Still celebrating National IT Professionals Day with 3 months of free Premium Membership. Use Code ITDAY17


Strange problem with Redhat 7.3

Posted on 2002-06-28
Medium Priority
Last Modified: 2010-04-20
I have installed RedHat 7.3 Server to replace the old RedHat 6.2. The replacement went well and the new 7.3 worked fine for about a month. Then it started to act strangely.

It crashes randomly. When the system crashes I can ping it, but no other traffic goes through. Apache, sendmail, ssh, bind don't response. It must be rebooted. On the console it also acts strangely because no one can login or see what is wrong.

I have looked at the log files and there is nothing I could relate to a crash. When the system crashes it stops to write anything into log files.

The systems runs Apache with mod_ssl, mod_php; sendmail and other standard programs included in RedHat distribution.

The only programs that are somehow suspicious (not from RedHat distribution) are some program for e-store and RealMedia Server.

When the system crashed for the second time I took another computer, took the disks from the server and put them in another computer to eliminate hardware problem. The first computer was some duron processor the second one that now worked for a month is som athlon. It worked nearly for a month and now it crashed two times in three days.

I have installed the newest patches with up2date utility from RedHat.

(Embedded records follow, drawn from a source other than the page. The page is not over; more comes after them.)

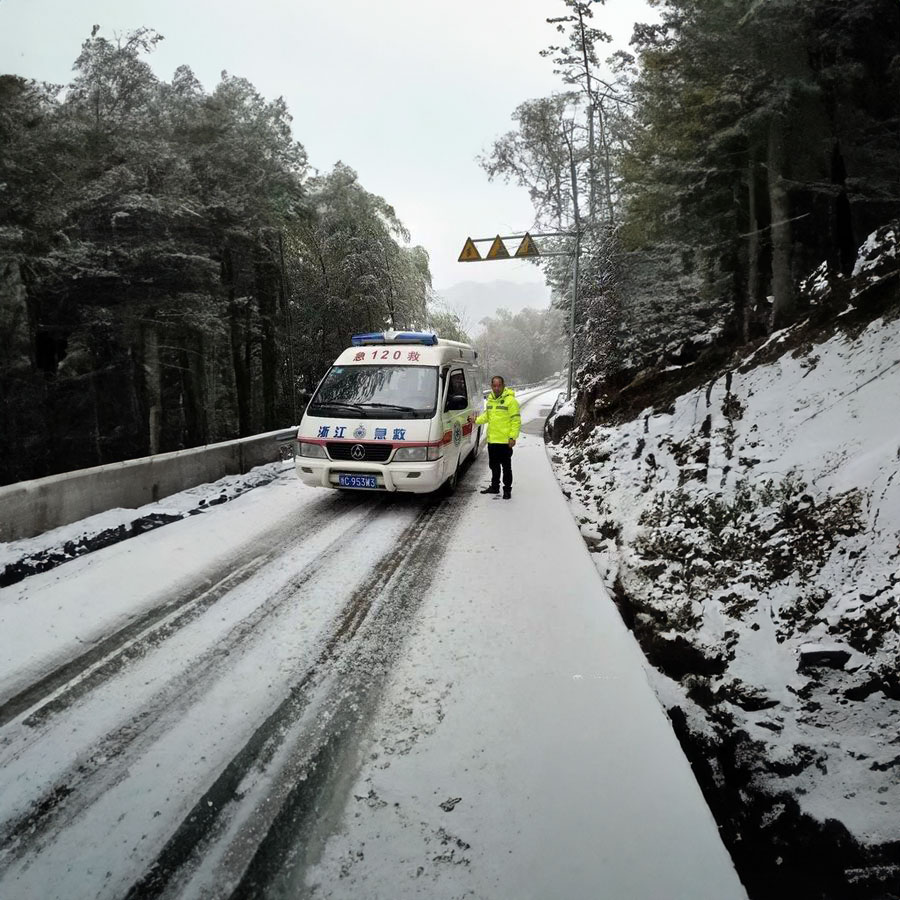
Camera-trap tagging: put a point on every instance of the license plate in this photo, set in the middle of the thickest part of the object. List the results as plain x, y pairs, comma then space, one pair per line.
368, 481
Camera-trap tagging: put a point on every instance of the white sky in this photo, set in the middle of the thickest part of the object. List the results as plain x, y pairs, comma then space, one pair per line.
407, 92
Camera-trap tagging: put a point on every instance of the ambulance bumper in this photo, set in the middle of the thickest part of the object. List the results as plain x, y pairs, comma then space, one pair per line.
417, 478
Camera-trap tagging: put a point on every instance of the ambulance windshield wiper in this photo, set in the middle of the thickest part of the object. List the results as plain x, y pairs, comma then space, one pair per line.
337, 403
391, 406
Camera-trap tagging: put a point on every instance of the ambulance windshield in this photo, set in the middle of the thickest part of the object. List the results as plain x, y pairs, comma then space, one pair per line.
377, 392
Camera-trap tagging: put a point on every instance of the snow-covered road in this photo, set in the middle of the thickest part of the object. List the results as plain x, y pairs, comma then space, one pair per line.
304, 693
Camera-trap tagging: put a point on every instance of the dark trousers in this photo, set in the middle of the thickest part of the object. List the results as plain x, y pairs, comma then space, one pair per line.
500, 457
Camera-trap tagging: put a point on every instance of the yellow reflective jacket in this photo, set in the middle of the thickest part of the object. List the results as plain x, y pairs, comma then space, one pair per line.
501, 414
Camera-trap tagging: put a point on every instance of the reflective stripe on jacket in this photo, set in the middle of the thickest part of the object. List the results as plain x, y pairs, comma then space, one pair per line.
501, 414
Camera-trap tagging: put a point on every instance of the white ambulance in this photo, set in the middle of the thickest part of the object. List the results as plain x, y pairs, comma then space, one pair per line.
392, 414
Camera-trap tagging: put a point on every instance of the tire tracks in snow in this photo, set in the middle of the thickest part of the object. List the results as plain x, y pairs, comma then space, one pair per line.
254, 822
75, 677
107, 763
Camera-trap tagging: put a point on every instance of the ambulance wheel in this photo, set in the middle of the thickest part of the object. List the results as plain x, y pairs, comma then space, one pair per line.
449, 486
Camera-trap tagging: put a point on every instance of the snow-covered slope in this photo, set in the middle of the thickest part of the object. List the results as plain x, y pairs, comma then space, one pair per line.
751, 531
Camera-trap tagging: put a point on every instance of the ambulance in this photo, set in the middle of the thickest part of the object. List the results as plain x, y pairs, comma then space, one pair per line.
392, 414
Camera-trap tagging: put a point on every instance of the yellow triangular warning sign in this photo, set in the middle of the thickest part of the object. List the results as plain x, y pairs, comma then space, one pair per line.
470, 252
527, 247
498, 250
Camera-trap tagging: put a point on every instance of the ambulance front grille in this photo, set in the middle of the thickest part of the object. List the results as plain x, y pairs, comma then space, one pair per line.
370, 452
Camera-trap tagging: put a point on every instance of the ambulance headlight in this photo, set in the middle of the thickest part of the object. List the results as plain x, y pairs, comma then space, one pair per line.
411, 454
315, 450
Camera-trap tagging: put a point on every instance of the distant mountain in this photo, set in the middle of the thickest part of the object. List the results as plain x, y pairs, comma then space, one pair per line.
473, 300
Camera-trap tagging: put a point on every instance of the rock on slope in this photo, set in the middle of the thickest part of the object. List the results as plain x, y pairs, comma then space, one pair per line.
749, 528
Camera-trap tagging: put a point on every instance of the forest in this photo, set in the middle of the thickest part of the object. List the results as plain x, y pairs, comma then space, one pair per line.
739, 146
171, 272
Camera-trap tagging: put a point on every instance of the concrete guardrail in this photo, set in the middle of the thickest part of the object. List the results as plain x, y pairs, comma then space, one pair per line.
28, 508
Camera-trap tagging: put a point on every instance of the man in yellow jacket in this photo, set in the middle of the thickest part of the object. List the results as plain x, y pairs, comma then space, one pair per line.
502, 417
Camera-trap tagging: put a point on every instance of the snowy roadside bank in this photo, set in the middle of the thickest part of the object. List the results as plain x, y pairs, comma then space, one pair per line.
750, 532
28, 556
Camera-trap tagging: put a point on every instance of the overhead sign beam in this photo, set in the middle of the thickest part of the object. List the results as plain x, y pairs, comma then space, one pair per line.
528, 249
498, 249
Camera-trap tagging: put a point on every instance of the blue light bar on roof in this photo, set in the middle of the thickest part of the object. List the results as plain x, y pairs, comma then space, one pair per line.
429, 338
374, 338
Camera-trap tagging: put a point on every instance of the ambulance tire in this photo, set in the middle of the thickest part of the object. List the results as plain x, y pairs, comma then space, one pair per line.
449, 486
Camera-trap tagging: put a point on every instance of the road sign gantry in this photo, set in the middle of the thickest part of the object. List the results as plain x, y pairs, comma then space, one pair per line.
528, 249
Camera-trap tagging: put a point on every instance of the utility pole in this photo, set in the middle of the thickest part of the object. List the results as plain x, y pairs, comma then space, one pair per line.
573, 305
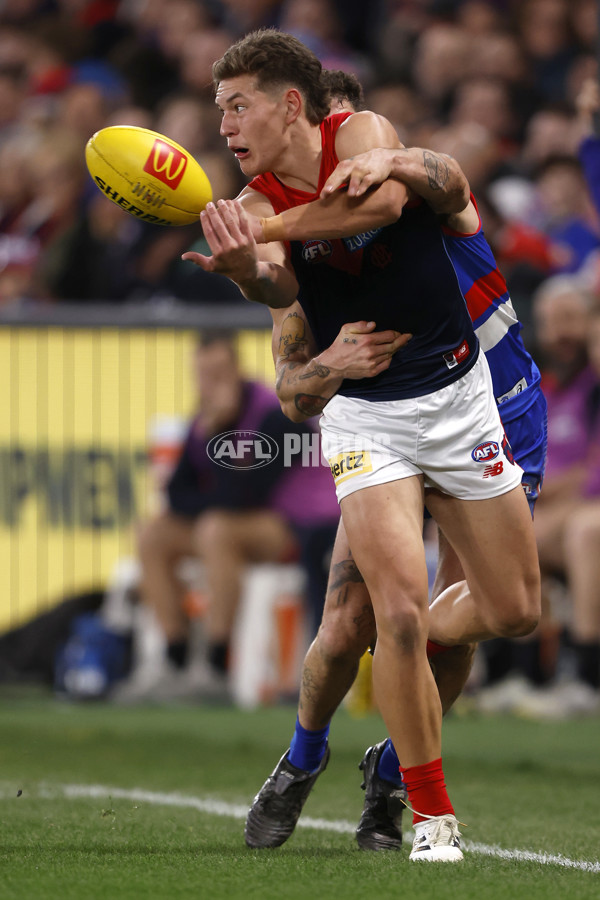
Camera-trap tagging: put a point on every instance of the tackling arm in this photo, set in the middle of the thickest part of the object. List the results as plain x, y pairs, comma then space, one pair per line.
305, 381
339, 214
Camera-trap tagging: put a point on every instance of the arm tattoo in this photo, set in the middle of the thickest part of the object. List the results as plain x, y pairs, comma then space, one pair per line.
437, 171
318, 369
293, 335
310, 404
283, 371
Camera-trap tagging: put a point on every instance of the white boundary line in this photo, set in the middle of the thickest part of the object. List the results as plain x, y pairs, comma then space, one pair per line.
238, 811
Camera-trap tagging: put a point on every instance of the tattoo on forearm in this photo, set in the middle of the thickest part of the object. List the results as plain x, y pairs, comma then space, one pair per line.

The computer has RealNetworks networks cards with "dmfe" driver. This cards with the same driver work fine in many another 6.2 and 7.2 servers.

Where to look for error? Should I install RedHat 7.2 which works fine on another Intel server for some time wihtout any problems. This is the first time I used AMD. Is it possible that the problem is in the processor? Maybe I should switch to Intel.

I have looked on internet to find any information if someone has the same problem. I have found nothing.

Please help.
Question by:marko020397
Welcome to Experts Exchange

Add your voice to the tech community where 5M+ people just like you are talking about what matters.

  • Help others & share knowledge
  • Earn cash & points
  • Learn & ask questions

Accepted Solution

Zoplax earned 1500 total points
ID: 7116235
Maybe your hard drive has developed some bad sectors.

I recently went through a VERY frustrating ordeal, trying to install RedHat on a hard drive which I thought was free of errors.

I literally attempted to install 7.3 about ** 12 ** times, each time trying anything from a full-blown install to minimal install to many things in between.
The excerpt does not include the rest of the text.